With Brexit in the UK and increasingly protectionist tendencies flowing out of the US, a redefining of trade practices is inevitable. CHOGM will grapple with some of the toughest questions around the issue of global trade, with a deeper look into whether cities are now more relevant than countries in driving trade and investment.
The scope for collaborations between the 53 countries - recently enhanced from 52 with the re-admittance of Gambia into the fold - is acknowledged as tremendous. India, as one of the world's fastest growing economies and with a massive youth dividend in terms of its population, has been pitched as the natural new leader within a more result-oriented Commonwealth. Intra-Commonwealth trade currently accounts for around $800 billion and, given the scale and scope of some of the economies within the bloc, the $1-trillion target set for 2020 is not overly ambitious.
Among the drivers of increased intra-Commonwealth trade and investment flows is a so-called “Commonwealth effect”, whereby trade between Commonwealth members is on average 20 per cent higher and trade costs are 19 per cent lower compared with trading between other partners. Therefore, the potential to hike intra-Commonwealth trade by hundreds of billions of dollars with regard to increased trading opportunities with developing country members is enormous.

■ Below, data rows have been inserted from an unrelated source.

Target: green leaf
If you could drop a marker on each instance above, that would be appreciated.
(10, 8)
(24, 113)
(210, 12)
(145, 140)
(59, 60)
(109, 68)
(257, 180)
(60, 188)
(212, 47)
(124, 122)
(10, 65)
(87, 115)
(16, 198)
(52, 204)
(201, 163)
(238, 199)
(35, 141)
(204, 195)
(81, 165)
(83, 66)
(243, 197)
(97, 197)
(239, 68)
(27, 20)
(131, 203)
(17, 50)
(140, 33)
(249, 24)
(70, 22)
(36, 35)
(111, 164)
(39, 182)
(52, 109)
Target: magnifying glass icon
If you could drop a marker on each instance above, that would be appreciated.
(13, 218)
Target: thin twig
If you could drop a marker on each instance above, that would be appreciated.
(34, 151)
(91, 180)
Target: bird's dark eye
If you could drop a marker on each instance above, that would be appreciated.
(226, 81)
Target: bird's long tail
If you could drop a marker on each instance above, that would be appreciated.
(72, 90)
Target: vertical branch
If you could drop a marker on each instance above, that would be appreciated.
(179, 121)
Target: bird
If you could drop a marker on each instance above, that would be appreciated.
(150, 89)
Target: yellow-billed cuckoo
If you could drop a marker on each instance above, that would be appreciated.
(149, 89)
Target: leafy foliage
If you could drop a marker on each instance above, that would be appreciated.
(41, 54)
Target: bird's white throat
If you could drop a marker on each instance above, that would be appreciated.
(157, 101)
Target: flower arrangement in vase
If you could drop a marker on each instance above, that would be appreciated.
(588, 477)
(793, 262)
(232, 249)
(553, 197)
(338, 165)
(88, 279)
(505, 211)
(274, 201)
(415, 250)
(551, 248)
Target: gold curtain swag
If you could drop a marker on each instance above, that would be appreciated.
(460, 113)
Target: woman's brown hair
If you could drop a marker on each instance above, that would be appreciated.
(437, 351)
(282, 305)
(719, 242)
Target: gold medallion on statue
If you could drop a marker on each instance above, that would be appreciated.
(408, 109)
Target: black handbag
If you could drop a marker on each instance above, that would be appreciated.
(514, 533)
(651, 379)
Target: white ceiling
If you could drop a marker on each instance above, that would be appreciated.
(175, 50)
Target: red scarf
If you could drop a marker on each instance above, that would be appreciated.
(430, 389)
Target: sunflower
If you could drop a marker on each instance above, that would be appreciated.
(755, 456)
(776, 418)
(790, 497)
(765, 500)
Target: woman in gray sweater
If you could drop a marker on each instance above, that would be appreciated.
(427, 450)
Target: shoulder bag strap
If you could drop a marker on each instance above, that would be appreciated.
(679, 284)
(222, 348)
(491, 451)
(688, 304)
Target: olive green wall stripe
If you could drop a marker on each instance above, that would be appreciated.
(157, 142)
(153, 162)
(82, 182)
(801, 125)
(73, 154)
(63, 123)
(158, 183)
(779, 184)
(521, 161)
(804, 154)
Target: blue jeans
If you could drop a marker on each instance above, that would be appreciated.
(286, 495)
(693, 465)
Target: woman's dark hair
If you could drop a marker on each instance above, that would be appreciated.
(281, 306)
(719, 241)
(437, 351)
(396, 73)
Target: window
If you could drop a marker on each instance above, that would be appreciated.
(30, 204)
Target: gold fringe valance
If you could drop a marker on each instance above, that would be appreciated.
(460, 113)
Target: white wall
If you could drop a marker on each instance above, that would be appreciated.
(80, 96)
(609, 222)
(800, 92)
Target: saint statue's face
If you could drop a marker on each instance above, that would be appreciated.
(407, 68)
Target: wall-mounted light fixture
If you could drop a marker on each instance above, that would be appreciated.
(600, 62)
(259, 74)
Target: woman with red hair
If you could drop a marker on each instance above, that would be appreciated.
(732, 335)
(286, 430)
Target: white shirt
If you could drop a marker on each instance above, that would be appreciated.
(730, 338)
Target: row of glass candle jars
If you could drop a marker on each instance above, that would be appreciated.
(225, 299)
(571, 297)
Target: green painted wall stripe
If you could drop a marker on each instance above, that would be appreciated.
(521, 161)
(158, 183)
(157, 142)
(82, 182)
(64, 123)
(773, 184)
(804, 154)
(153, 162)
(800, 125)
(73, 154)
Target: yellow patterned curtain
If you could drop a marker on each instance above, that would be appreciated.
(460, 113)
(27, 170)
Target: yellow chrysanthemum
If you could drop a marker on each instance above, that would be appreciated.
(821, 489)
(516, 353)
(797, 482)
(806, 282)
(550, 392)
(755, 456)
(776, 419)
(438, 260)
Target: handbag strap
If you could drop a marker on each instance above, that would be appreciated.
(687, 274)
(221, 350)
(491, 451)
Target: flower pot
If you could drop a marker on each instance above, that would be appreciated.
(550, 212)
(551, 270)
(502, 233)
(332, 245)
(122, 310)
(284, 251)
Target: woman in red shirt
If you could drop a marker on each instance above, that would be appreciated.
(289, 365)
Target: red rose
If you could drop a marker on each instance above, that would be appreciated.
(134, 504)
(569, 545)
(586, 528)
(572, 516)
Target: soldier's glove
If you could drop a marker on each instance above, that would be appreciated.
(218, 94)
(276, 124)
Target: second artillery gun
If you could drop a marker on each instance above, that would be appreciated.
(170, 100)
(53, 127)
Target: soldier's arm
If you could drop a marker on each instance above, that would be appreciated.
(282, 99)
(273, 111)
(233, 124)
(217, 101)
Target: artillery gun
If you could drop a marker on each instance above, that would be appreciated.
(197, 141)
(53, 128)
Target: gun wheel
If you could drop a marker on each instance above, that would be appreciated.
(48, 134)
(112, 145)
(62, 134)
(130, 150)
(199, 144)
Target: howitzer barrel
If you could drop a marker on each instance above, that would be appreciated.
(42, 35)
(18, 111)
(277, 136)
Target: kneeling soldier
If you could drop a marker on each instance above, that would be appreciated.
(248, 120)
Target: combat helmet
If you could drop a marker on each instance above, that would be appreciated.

The Commonwealth is widely dispersed across the globe, with member-countries having attained very different levels of economic development. This leads many observers to overlook Commonwealth members as natural trading partners. Most Commonwealth countries have also become active in their own natural regional trading clubs, which involve non-Commonwealth countries.
Yet, there are significant gains to be made from closer cooperation with and integration into the Commonwealth. Historical ties, long-established trading relations, familiar administrative and legal systems, the use of largely one language as the means of communicating with foreign partners and large and dynamic diasporic communities all tend to suggest the association can boost trade and investment flows and economic cooperation. This view has been endorsed during past CHOGM summits, held every two years, but has lacked sufficient vigour to pursue that goal.
As highlighted in a report by UK-based think tank Open Europe last year, Britain can make up for any export loss as it exits the EU by building on under-developed links with Commonwealth countries like India and making it a priority in its trade negotiations.
“There's little point making policy looking at just today's world. According to projections, Germany's GDP will grow by 14 per cent between 2017 and 2030. Over the same period India's is expected to more than double,” it pointed out.
“English is a lingua franca for India... The task of the government is to seize the opportunity of Brexit to draw fully on our comparative advantages, the English language, the common law system, the status of the UK judiciary and legal system, the UK's security, development and defence reach, our world-class universities, our innovation and science,” it added.
It is now an oft-repeated point that Britain is not yet free to negotiate any individual free trade agreements with countries of the Commonwealth, but that has not prevented it from wooing some of these attractive markets with the wider concept of “breaking down trade barriers”.
Against this backdrop, CHOGM offers Britain - as the host of this year's summit - the ideal playing field to lay out its wares for the rest of the world and convince all the players of its “Global Britain” vision.
Modi's visit for the summit will coincide with a bilateral meeting with his British counterpart, Theresa May, and be closely watched for the nature and value of the deals that are struck. While CHOGM provides the excuse for the latest round of bonhomie between the two countries, issues around mobility of Indian students and professionals are unlikely to be overlooked by an increasingly assertive India.
The message at the heart of the deliberations will have to be around a mutually beneficial arrangement, as part of which the UK and India can strike a partnership of equals to make a real impact in the development of some of the weaker economies of the Commonwealth.
But the fact that the Commonwealth must play a more active role in striking such partnerships for the future will be a point of agreement all round.